Now, the ABA has mounted the barricades to defend the precepts that uphold our democracy. The adoption of the Society for the Rule of Law principles and the document from the Task Force on Democracy are both permission slips and a catalyst for individuals and legal organizations to join the defense of the rules that ensure our safety and freedom.
That includes Big Law, the country’s major law firms, whose silence, with few exceptions, has been deafening.
NOW FOR THE THIRD MAJOR DEVELOPMENT. On Tuesday, from Arizona, we learned two things about the grand jury of ordinary citizens who back in April indicted Giuliani, Mark Meadows, and Republican fake electors from the scheme to overturn the 2020 election.
First, the grand jury had wanted to indict Trump himself, the central actor in seeking to destroy the lawful transfer of power. The Arizona attorney general’s prosecutors reportedly recommended against it to avoid further complicating the former president’s federal prosecution. Leaving him out, of course, would also simplify an already complex case for Arizona prosecutors.
Then it was reported that lawyer Jenna Ellis, Giuliani’s sidekick after the 2020 election, agreed to cooperate with the Arizona prosecutors. Along the same lines came the news that one of the indicted fake electors has pleaded guilty.
Activist lawyer groups had previously succeeded in having Ellis disciplined last year for her ethical breaches, demonstrating that efforts to ensure accountability to rules and law can register in serious consequences.
We are seeing how the law is a force to be reckoned with—but only if it is defended and acted upon when under assault.
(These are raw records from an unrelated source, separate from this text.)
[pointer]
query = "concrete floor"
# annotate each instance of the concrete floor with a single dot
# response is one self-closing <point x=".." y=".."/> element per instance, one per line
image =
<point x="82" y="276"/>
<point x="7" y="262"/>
That is what connects the news from the ABA and from Arizona Attorney General Kris Mayes, whose office brought the indictments. Both the primary professional organization in the law and its defenders in a state prosecutor’s office are standing up for the rule of law and the integrity of the legal profession.
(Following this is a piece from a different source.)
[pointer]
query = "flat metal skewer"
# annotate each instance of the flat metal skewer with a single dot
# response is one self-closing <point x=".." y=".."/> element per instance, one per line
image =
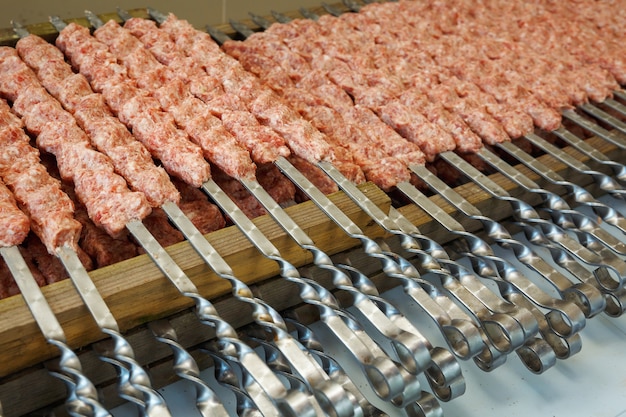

Institutions fail without action in their defense. That’s what the ABA has done. And that’s what the Arizona prosecutors and grand jury did.
What happens in politics and what happens in law are intertwined. Mayes, you might remember, was elected by a margin of just 280 votes. Had it not been for every citizen who voted, there would have been no Arizona prosecution of Giuliani, Meadows, and the fake electors in that pivotal battleground state. Likewise, the outcome of this November’s presidential election will determine whether Trump himself will face justice for his attempt to overturn the 2020 election. If he wins re-election, his federal prosecutions will judder to a halt.
Donald Trump and his MAGA party are trying to destroy the rule of law in our society. Prosecutors like those in Arizona and organizations like the ABA have stepped forward to defend it. Each of us can, in our own way, join in this effort. This is not a moment to stand on the sidelines wondering whom the rule of law protects. It protects all of us.